As Director of Diversity and Inclusion at King’s, I am constantly advocating for the benefits of diversity, the value-added of attracting a demographic mix of staff and students, and how important it is to create a welcoming and supportive environment where everyone can contribute.
But I’ll let you into a little industry secret…. managing diverse teams and organisations is HARD.
Yes, diversity is an asset. There is a lot of evidence that diverse teams tend to outperform homogenous teams and fuel creative thinking and problem-solving. Yes, there is also a strong business case for diversity and inclusion. Yes, there is a huge benefit for innovation. Research has consistently shown that the more diverse your teams are, the more innovative you are. Diversity is important for an organisation to be able to relate to the service users– the diversity (in our case) of students needs to be reflected in the diversity of our employees.
Diversity produces its own set of challenges. It is hard work for the exact reason that makes it an asset – it is the bringing together of multiple, diverse perspectives. It helps us consider issues from different angles, but can also be a trigger for debate, argument, and disagreement.
I have been thinking about this a lot as we have been developing the D&I function at King’s. We have recruited a broad cross-section of talented individuals. To develop the function, we have been engaging across the university to understand the various needs, priorities and ways of working. To build a truly effective function, my colleagues and I have spent a significant amount of time looking at, and understanding, what is currently going on across King’s and then evaluating that against what we as a university would like to. I knew it was important to understand what the challenge is and then intervene strategically. We have recently launched our newly devised function.
This, in practice, has really tested all my professional skills. How on earth do we make progress while listening to so many different points of view? How do we reach one decision when there are what seem like infinite conflicting viewpoints? How do we address individual feelings, hopes and fears versus an organisational imperative? How do we do all that whilst ensuring that individuals feel valued and listened to?
IT’S HARD! And it takes continual effort and conscientiousness. Some days I feel like it would just be so much easier if everyone would just agree with me – but then I remind myself that if we all agreed, we would not see all the perspectives that come from diverse life experiences and the world we live in requires us to be far more agile than that.
These last few months I have been taking my own medicine – and no doubt haven’t always got it right. I have a genuine desire and goal to try hard and always self-examine and enable others to tell me what they think. One of the ways I did this recently was via seeking 360. It was tremendously eye-opening to read how others perceive and receive me and I’ll be honest, it took me a while to reconcile myself with the feedback. It was great to hear about some of my strengths and the positive impact I’ve had. It gave me pause for thought to realise how much I need to improve in some areas. In fact, some of the words made me want to cry, but that’s what you get when you ask people to tell you the truth and they trust you enough to listen to it.

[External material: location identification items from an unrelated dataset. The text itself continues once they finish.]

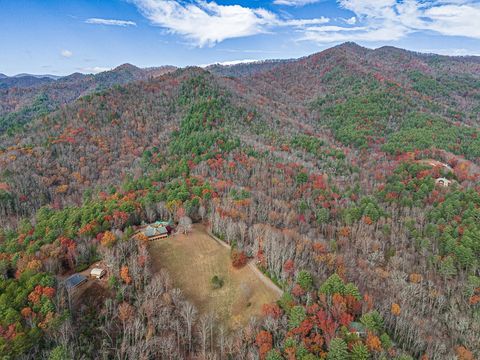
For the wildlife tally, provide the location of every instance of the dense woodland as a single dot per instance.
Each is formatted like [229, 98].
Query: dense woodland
[321, 170]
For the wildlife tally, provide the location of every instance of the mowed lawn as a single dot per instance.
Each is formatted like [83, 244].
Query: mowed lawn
[192, 260]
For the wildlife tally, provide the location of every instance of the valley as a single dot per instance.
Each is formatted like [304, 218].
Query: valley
[192, 261]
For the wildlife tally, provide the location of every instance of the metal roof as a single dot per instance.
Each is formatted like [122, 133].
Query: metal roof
[75, 280]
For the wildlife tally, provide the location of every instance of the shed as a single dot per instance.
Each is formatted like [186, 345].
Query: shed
[75, 281]
[443, 182]
[157, 230]
[97, 273]
[357, 328]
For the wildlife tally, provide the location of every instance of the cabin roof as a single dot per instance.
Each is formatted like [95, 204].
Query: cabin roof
[75, 280]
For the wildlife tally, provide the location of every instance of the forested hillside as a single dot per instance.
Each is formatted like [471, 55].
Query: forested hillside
[27, 97]
[328, 172]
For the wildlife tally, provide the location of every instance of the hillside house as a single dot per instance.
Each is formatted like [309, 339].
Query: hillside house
[443, 182]
[157, 230]
[75, 281]
[97, 273]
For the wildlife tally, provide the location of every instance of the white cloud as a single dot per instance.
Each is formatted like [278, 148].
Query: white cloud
[388, 20]
[295, 2]
[351, 21]
[111, 22]
[206, 23]
[66, 53]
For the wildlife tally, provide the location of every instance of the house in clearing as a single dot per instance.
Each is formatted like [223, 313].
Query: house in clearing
[157, 230]
[443, 182]
[97, 273]
[74, 281]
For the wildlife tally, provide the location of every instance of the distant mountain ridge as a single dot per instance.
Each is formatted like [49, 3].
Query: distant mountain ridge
[25, 97]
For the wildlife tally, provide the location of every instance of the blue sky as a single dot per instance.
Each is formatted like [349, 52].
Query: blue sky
[65, 36]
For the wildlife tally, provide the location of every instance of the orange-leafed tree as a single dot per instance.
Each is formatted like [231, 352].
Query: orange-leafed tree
[264, 341]
[125, 275]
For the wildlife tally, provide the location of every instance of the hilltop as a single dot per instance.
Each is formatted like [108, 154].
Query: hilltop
[323, 170]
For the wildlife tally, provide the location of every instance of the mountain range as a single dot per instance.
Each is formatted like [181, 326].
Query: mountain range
[351, 163]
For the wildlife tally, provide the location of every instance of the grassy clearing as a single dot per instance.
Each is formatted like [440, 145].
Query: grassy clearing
[192, 260]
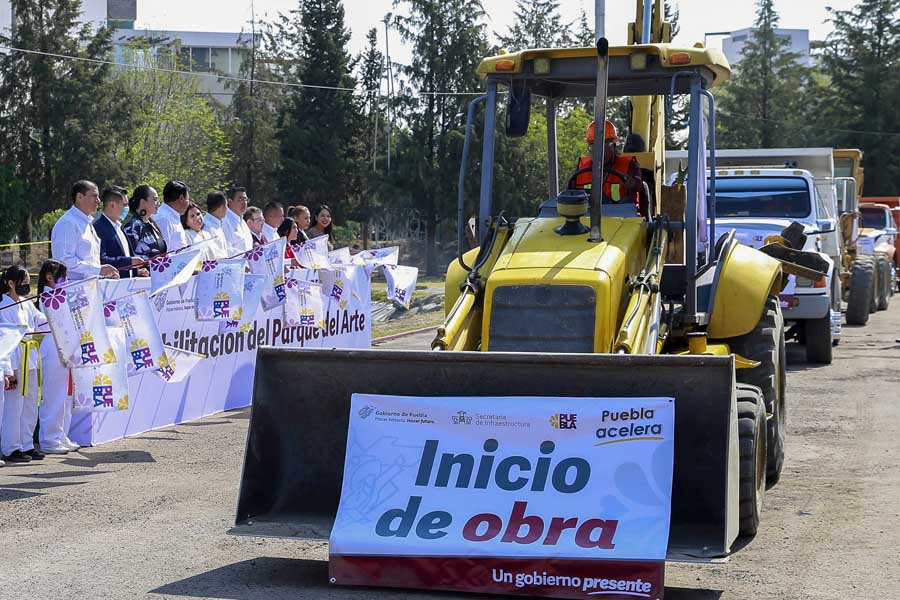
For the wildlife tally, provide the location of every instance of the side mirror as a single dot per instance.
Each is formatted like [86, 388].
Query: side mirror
[518, 110]
[825, 225]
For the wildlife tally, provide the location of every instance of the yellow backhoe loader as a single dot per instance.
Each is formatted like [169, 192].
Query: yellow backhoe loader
[583, 298]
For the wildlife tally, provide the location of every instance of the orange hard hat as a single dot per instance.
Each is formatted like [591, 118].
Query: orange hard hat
[609, 133]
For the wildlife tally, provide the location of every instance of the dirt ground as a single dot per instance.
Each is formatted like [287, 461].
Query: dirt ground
[146, 517]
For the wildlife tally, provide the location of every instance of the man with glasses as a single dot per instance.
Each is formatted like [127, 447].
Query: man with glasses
[238, 234]
[255, 221]
[73, 240]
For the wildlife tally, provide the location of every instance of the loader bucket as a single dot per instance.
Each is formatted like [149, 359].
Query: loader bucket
[291, 482]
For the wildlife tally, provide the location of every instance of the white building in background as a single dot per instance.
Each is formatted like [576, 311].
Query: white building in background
[208, 54]
[733, 44]
[115, 13]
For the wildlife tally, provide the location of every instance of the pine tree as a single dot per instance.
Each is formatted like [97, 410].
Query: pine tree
[319, 123]
[538, 24]
[861, 60]
[253, 128]
[57, 116]
[767, 87]
[448, 42]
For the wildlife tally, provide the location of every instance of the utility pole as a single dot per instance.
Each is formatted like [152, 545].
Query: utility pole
[252, 150]
[599, 19]
[389, 112]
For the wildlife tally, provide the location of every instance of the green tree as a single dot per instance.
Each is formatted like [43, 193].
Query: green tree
[448, 41]
[768, 86]
[319, 123]
[538, 24]
[174, 130]
[252, 129]
[57, 116]
[861, 60]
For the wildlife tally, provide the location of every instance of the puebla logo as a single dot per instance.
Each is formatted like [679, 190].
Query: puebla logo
[88, 350]
[102, 392]
[220, 306]
[140, 355]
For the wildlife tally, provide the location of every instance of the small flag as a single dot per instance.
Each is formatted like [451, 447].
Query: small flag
[401, 282]
[372, 259]
[268, 260]
[341, 256]
[313, 254]
[143, 341]
[177, 364]
[253, 289]
[305, 306]
[173, 269]
[10, 336]
[103, 388]
[75, 315]
[220, 290]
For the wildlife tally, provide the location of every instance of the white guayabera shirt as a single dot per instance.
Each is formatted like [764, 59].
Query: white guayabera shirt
[74, 243]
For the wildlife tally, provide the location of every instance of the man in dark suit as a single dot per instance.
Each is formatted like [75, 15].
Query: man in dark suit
[114, 248]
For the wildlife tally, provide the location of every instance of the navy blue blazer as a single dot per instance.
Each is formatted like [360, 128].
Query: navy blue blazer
[111, 250]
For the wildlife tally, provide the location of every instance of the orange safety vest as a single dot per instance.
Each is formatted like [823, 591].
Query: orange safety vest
[614, 189]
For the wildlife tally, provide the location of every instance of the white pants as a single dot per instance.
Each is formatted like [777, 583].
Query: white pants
[20, 416]
[56, 409]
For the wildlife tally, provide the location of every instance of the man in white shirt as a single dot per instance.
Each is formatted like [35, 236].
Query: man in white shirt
[176, 199]
[73, 240]
[239, 237]
[216, 209]
[114, 248]
[274, 216]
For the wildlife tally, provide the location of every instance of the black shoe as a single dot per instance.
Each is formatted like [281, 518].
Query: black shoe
[17, 456]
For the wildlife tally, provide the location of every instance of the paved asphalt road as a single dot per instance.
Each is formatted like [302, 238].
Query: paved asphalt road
[146, 517]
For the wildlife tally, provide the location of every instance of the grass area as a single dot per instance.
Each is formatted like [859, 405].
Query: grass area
[408, 324]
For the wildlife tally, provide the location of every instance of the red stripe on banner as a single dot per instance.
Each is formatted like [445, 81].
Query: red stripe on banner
[549, 578]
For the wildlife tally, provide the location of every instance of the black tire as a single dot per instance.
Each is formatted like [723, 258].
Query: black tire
[765, 344]
[862, 285]
[884, 296]
[752, 440]
[818, 340]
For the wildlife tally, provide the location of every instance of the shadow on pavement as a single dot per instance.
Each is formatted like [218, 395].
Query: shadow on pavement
[86, 457]
[7, 495]
[274, 578]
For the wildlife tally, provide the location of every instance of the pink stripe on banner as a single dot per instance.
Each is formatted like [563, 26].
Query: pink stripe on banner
[549, 578]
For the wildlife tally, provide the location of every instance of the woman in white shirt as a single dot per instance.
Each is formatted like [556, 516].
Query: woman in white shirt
[56, 408]
[192, 221]
[20, 409]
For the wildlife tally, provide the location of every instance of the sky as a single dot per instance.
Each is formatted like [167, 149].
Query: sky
[697, 17]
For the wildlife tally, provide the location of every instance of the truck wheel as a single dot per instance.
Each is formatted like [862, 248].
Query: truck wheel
[818, 340]
[885, 279]
[751, 431]
[862, 284]
[765, 344]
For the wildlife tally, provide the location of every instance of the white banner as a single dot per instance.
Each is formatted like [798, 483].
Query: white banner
[220, 290]
[581, 478]
[143, 343]
[75, 314]
[269, 260]
[304, 305]
[103, 388]
[313, 254]
[401, 283]
[223, 380]
[254, 285]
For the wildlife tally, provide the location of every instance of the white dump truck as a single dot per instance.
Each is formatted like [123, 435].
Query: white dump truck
[759, 192]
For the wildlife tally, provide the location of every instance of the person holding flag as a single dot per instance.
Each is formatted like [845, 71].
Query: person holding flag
[20, 411]
[56, 408]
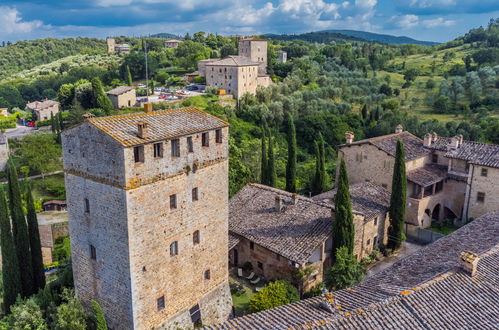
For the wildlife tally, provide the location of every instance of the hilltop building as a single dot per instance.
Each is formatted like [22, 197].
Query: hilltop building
[148, 216]
[122, 96]
[43, 109]
[459, 273]
[280, 233]
[448, 178]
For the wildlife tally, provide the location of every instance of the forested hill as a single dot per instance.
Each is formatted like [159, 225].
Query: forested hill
[24, 55]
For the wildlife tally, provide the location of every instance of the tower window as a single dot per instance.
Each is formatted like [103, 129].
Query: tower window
[158, 150]
[161, 303]
[174, 248]
[173, 201]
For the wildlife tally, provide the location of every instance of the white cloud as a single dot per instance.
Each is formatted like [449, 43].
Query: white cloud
[11, 22]
[431, 23]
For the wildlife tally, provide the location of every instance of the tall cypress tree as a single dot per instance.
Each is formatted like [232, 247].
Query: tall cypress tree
[343, 226]
[398, 199]
[34, 242]
[291, 164]
[264, 166]
[10, 266]
[20, 232]
[271, 167]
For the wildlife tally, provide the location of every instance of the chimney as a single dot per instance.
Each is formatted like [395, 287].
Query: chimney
[148, 107]
[469, 262]
[278, 203]
[427, 140]
[142, 130]
[349, 137]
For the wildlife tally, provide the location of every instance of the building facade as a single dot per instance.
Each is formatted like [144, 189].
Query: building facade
[147, 201]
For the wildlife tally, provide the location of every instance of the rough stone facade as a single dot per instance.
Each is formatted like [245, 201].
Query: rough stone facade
[122, 225]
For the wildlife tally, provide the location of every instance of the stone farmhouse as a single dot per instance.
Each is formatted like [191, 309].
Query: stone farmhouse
[450, 283]
[240, 74]
[122, 96]
[280, 233]
[43, 109]
[148, 217]
[448, 178]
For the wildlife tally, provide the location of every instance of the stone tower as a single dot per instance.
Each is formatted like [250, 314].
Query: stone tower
[256, 50]
[148, 215]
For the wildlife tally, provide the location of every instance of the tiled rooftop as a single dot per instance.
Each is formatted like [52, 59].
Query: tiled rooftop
[162, 125]
[426, 290]
[367, 198]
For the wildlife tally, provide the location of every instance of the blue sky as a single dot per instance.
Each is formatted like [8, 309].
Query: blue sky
[435, 20]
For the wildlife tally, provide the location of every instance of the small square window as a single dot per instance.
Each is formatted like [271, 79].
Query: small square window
[161, 303]
[205, 139]
[173, 202]
[190, 147]
[158, 150]
[218, 136]
[93, 252]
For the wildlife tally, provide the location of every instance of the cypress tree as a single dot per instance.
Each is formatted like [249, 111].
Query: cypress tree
[398, 199]
[271, 167]
[343, 226]
[129, 79]
[100, 98]
[10, 266]
[265, 164]
[20, 232]
[291, 164]
[34, 242]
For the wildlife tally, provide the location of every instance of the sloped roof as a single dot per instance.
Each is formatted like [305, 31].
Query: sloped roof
[294, 232]
[413, 145]
[426, 290]
[367, 198]
[162, 125]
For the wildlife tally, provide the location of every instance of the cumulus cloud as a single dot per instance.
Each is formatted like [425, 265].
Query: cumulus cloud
[11, 22]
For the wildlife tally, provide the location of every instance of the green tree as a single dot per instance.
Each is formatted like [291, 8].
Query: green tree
[398, 199]
[10, 267]
[34, 240]
[100, 98]
[20, 231]
[343, 226]
[99, 318]
[346, 271]
[291, 163]
[274, 294]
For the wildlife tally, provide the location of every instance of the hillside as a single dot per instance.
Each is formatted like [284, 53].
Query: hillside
[24, 55]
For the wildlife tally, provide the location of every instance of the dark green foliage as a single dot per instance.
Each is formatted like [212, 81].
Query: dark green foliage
[10, 267]
[99, 318]
[20, 231]
[291, 162]
[398, 199]
[34, 240]
[346, 271]
[274, 294]
[343, 226]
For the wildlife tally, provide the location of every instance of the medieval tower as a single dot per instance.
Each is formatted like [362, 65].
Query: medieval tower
[148, 214]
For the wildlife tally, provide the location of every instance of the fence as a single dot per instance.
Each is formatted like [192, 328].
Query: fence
[421, 235]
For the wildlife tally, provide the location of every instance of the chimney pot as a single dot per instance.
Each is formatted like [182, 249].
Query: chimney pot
[469, 262]
[349, 137]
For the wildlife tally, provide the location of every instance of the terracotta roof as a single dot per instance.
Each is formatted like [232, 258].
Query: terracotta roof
[119, 90]
[413, 145]
[367, 198]
[426, 290]
[427, 175]
[40, 105]
[162, 125]
[294, 232]
[233, 61]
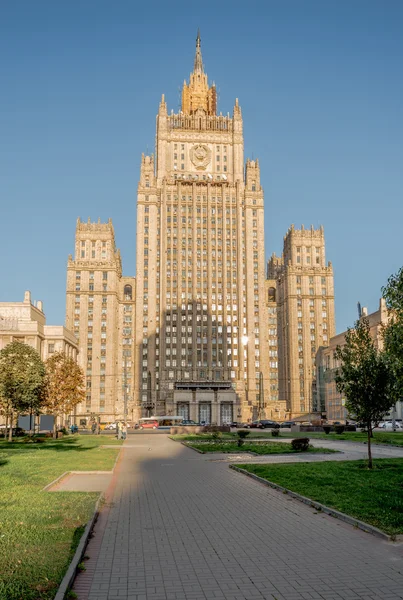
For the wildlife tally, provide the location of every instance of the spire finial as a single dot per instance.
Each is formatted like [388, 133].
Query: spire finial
[198, 66]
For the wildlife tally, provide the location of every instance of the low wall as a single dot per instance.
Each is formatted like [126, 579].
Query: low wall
[188, 429]
[317, 429]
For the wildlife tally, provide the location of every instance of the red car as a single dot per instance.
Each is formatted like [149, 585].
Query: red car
[149, 425]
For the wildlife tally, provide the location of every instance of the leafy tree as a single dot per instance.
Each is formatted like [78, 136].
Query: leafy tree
[393, 332]
[64, 386]
[22, 379]
[365, 378]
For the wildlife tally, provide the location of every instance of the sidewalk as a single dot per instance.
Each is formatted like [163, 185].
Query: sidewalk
[182, 526]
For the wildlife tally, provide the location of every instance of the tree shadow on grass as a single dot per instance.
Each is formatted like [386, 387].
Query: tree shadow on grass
[62, 445]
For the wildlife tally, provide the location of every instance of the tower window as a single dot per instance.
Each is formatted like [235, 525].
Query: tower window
[128, 292]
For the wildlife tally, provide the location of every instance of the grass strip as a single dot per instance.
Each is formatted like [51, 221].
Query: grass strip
[392, 438]
[39, 531]
[258, 448]
[373, 496]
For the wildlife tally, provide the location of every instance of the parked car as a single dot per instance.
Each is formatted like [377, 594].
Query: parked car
[389, 425]
[265, 424]
[149, 425]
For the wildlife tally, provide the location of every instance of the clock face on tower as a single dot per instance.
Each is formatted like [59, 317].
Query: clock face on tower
[200, 156]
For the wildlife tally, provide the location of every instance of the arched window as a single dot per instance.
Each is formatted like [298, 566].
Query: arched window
[127, 292]
[272, 294]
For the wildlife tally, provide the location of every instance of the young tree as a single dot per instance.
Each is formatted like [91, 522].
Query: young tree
[365, 378]
[393, 332]
[64, 386]
[22, 379]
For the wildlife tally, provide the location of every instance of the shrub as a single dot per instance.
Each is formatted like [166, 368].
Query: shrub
[242, 434]
[339, 429]
[300, 444]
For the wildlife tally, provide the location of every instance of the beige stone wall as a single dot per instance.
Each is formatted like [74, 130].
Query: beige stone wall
[95, 302]
[26, 322]
[305, 298]
[329, 399]
[200, 257]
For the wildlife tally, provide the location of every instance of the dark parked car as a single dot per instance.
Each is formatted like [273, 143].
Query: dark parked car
[265, 424]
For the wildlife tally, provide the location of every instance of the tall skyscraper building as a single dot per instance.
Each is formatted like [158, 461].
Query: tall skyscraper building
[201, 331]
[100, 309]
[305, 314]
[200, 284]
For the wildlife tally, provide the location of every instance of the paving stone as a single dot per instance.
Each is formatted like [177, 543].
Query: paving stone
[180, 526]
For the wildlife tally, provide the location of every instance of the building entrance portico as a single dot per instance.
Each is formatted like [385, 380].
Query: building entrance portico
[211, 402]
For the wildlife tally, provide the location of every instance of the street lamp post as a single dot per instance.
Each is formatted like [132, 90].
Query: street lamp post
[244, 341]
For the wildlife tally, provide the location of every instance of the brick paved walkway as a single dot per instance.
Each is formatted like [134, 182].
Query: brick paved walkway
[184, 527]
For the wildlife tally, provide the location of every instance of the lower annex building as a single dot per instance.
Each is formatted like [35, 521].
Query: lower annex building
[200, 332]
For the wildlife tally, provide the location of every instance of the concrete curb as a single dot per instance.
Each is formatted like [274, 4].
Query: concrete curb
[70, 575]
[246, 452]
[321, 507]
[66, 473]
[71, 572]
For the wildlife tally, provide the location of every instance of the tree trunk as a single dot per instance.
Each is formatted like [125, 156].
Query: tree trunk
[10, 431]
[369, 446]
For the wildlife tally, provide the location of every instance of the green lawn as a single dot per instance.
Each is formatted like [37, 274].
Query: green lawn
[39, 531]
[393, 438]
[390, 437]
[375, 497]
[259, 448]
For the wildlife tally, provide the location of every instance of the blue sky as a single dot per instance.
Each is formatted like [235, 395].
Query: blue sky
[321, 90]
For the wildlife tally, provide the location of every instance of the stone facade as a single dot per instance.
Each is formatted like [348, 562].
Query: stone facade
[305, 313]
[330, 401]
[203, 332]
[100, 309]
[200, 288]
[26, 322]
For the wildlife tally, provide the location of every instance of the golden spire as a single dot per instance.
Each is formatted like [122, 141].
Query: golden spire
[198, 65]
[197, 94]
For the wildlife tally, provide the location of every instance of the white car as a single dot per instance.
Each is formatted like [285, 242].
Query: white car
[389, 425]
[110, 426]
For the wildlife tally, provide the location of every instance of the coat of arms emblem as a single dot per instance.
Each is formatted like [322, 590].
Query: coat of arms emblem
[200, 156]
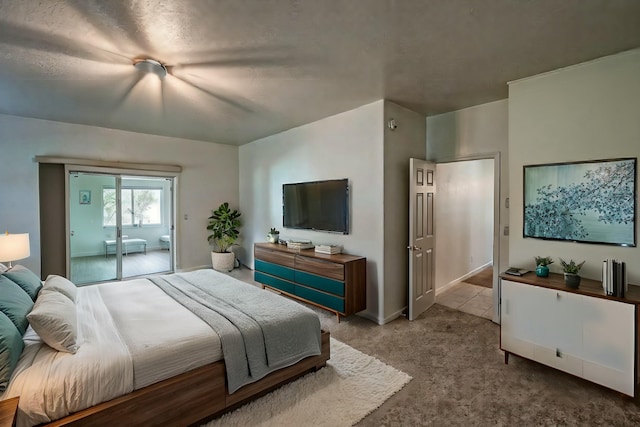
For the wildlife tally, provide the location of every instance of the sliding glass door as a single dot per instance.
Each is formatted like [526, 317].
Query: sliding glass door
[120, 226]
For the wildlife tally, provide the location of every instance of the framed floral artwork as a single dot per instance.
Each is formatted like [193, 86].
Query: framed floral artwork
[588, 202]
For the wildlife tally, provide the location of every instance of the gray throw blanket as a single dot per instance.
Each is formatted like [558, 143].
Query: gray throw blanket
[260, 331]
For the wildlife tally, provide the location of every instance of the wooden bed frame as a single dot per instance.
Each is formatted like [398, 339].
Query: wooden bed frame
[190, 398]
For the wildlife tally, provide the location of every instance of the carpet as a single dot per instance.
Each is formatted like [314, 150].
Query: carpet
[351, 386]
[482, 278]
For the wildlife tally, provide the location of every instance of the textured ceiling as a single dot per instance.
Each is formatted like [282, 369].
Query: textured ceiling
[241, 69]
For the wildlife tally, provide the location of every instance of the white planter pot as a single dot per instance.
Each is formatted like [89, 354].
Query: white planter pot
[223, 261]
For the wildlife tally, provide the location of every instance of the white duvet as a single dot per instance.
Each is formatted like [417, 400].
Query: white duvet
[131, 334]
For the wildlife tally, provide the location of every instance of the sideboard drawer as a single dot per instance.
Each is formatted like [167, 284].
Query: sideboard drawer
[319, 266]
[274, 269]
[326, 300]
[276, 257]
[320, 283]
[274, 282]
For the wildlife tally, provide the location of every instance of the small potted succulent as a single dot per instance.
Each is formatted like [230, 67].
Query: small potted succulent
[571, 270]
[273, 236]
[542, 266]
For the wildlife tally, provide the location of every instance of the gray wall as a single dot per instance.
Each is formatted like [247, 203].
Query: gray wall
[586, 112]
[209, 177]
[354, 145]
[347, 145]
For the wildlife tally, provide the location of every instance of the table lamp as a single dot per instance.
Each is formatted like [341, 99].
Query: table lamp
[14, 247]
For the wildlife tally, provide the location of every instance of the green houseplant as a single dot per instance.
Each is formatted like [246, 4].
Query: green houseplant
[223, 227]
[273, 236]
[571, 270]
[542, 266]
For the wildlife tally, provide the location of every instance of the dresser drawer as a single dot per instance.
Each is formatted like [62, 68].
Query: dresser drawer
[276, 257]
[274, 270]
[318, 266]
[320, 283]
[321, 298]
[274, 282]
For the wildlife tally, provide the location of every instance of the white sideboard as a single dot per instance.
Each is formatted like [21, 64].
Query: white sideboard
[582, 332]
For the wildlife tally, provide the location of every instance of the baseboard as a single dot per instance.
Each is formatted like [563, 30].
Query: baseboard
[369, 316]
[475, 271]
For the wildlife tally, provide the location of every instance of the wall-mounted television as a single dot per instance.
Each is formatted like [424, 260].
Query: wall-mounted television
[586, 202]
[317, 205]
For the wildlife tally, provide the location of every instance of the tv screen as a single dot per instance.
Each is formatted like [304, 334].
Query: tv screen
[318, 205]
[588, 202]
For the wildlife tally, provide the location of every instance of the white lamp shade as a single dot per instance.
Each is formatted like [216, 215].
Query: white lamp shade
[14, 247]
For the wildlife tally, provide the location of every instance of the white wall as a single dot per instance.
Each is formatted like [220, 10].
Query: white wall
[585, 112]
[209, 177]
[347, 145]
[464, 219]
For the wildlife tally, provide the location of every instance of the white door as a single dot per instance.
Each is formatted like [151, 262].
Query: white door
[422, 191]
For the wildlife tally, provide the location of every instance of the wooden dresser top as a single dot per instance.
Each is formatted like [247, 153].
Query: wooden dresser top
[340, 258]
[587, 286]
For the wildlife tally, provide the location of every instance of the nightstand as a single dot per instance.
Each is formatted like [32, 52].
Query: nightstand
[8, 410]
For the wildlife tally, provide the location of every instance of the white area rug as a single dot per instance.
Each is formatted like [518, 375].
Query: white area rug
[349, 388]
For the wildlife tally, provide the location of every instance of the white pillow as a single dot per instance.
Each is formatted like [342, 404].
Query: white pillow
[62, 285]
[55, 320]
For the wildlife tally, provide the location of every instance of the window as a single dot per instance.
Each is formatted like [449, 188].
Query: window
[140, 206]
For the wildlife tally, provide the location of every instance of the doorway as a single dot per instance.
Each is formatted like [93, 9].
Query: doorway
[467, 220]
[119, 225]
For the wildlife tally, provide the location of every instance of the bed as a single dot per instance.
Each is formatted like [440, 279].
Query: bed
[146, 354]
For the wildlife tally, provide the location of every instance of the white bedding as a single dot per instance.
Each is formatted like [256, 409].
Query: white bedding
[130, 335]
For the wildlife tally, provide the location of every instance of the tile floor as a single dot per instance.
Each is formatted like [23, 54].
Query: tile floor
[472, 299]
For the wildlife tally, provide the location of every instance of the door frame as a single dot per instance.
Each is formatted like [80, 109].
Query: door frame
[497, 176]
[119, 172]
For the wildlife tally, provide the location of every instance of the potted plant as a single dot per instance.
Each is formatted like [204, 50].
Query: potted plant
[542, 266]
[571, 270]
[273, 236]
[223, 225]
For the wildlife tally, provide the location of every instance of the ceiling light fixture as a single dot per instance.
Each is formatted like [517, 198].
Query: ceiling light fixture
[149, 65]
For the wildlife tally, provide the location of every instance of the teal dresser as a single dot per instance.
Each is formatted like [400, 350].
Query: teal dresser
[334, 282]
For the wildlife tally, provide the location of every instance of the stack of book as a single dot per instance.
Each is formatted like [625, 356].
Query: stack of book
[329, 249]
[299, 244]
[614, 277]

I can say with confidence and experience that diversity brings with it the prospect of conflict. In an organisation like King’s, an inclusive mindset and embracing diversity go far beyond recruitment practices. We need to change the norms in our everyday practices and culture to welcome and include individuals with different backgrounds, expectations, and working styles. To get that inclusive mindset we need to step up our individual and organisational leadership and management capability. What do I mean by that? Well, for me it means giving myself space to prepare and plan, but also think and reflect and creating that space for others to do so too. Being able to admit when I am unsure, or don’t know, have been wrong or when things haven’t gone as I expected. These are all practices that contribute towards an inclusive work environment, and require careful thought and consideration each and every day.